Matilda (Emily Condon) bounces about Lane’s house taking life in stride while she battles an extended case of the mopes. She recently lost both her parents and has found herself a Brazilian transplant in America doing the thing she hates worst for a day job, cleaning.
“Laughter cleans the insides,” Matilda announces halfway through our encounter enmeshed in the fateful intersections of human paths that The Clean House dramatizes.
A Life Deferred
Matilda inherited comedy from her mother and father, who shared the wonder of laughter with her from the day she was born, but left her wanting on the day they died. Matilda carries this void along when she enters Lane’s crumbling personal life as her live-in maid.
Lane (Jackie Benka), once a charmed doctor who hitched up with a surgeon, now grasps desperately to hold her strained marriage. The controlled demolition of Lane’s personal life gives this story a hub of morbid ironies to find humor and wisdom in.
Active Bystanders
Lane’s bored and nosey sister Virginia (Kathy Landry) regularly comes poking around and stirring the cauldron brewing in Lane’s house that Matilda already has swirling with her mercurial ways. Matilda and Virginia make a odd match of confidants as Virginia’s love for cleaning and small talk meets Matilda’s need for an ear and a pair of industrious hands to save her from Lane’s chores.
Virginia prophetically proclaims the reason behind her devotion for cleaning, “How else are you going to catch your husband cheating.” Commiserating over a basket of Lane’s freshly laundered undergarments, Matilda and Virginia’s symbiosis naturally discovers evidence of Charles’s (Joseph Ellman) infidelity.
Dirt-tinted Senses
Without her cleaning crew’s help, Lane’s rigid intelligence allows her to deduce the symptoms of her failing marriage. When her husband finally comes clean, his stilted and clinical rationalism allows his mouth to supply her a defensible alibi – er, explanation.

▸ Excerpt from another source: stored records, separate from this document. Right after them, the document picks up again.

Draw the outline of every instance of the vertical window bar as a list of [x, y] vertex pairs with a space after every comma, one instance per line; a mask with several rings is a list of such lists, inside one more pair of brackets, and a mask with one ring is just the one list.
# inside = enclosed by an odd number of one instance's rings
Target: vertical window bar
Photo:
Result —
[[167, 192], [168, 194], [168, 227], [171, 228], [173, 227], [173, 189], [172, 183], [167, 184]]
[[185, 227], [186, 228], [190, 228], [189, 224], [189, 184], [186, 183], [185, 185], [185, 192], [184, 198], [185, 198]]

He gathered his conscious clearing pass from the cultural repository of public radio no less. Tuning in there, he learned that finding his soulmate Ana (Sam Billek) while removing her cancerous breasts obligated him to be with her. Charles obliviously attempts to share his joy with Lane, with Virginia and Matilda gazing in awe, arriving at her house accompanied by Ana.
As these five lives entangle further, the audience explores several aspects of love’s elusive, unquantifiable presence in our drive to exult in our lovers with our talents, bitterly let them go forever, transact with them steadfastly in daily exchanges of love languages, or unselfishly tend to their last wishes.
Solid State
A Village Playhouse production, Scott Sorenson’s take on Sarah Ruhl’s story succeeds in creating a well-set, snicker inducing mellow drama. Type-blind casting works here as the players come as they are, betraying and remolding stereotypical imagery this play runs the danger of eliciting, giving the characters a new lease on life.
Credits go to The Clean House’s producer Erico Ortiz and creative team Jennifer Lautz (Lighting and Sound Designer), Nikki Maritch (Costume Designer), and Sorenson (Set Design).
The Clean House runs at Inspiration Studios in West Allis through October 13 with evening shows Friday and Saturday October 4, 5, 11, and 12th at 7:30pm and Monday matinees October 6, and 13th.
Inspiration Studios’s quaint confines sit on a corner just South of 73rd and Greenfield, 1500 S. 73rd Street, West Allis, WI 53204.